AutoPPA shifts the paradigm of RTL optimization by demonstrating that contrastive code generation can synthesize domain knowledge at scale, obviating the need for manual expert rule curation. The automated induction of (snippet, condition, action) triples bears resemblance to emergent program analysis, but leverages LLMs to both generate diverse code samples and abstract rules. The adaptive retrieval/search strategy ensures that rule application is context-aware and multi-step, overcoming abstraction gaps between generic rules and design-specific optimizations.
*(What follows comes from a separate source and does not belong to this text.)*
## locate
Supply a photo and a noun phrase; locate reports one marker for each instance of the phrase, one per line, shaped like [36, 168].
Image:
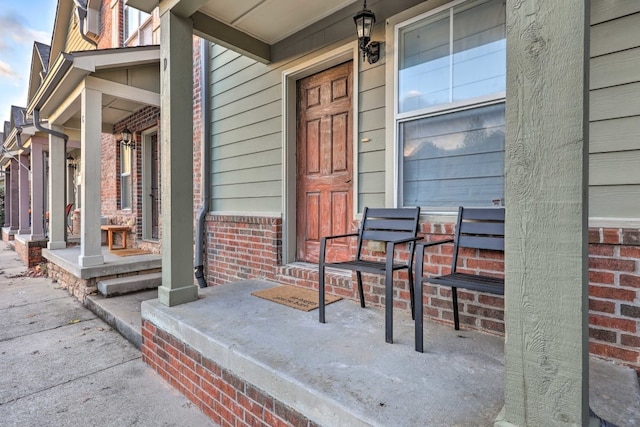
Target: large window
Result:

Practically, AutoPPA considerably increases productivity and optimization magnitude compared to both manual and previous LLM-based methods. The approach is process-agnostic, scalable, and compatible with contemporary EDA flows. Theoretically, AutoPPA's workflow advances the automation of hardware-specific code reasoning, and its success in domain rule induction suggests broader applicability in logic synthesis, system-level optimization, and co-design tasks.

Future Directions

Several future avenues are suggested:

  • Extension to Physical Design: Applying inductive rule learning to layout/timing closure and cross-stage EDA optimization.
  • Cross-domain Rule Transfer: Investigating transferability of rules across process nodes, architectures, and design styles.
  • Integration with RL and Search Algorithms: Combining contrastive learning with RL methods to optimize search landscapes.
  • Improved LLM Backbones: Scaling to larger, more domain-specific LLMs, as well as hybrid models integrating symbolic and neural reasoning.

Conclusion

AutoPPA establishes a fully automated workflow for RTL PPA optimization by mining a high-quality rule library directly from raw code and enabling context-aware, iterative optimization via LLMs. Geometric improvements in area and delay, surpassing both expert and prior SOTA methods, are demonstrated. The method resolves scalability, abstraction, and applicability challenges of prior approaches, opening new directions for automated, knowledge-driven EDA.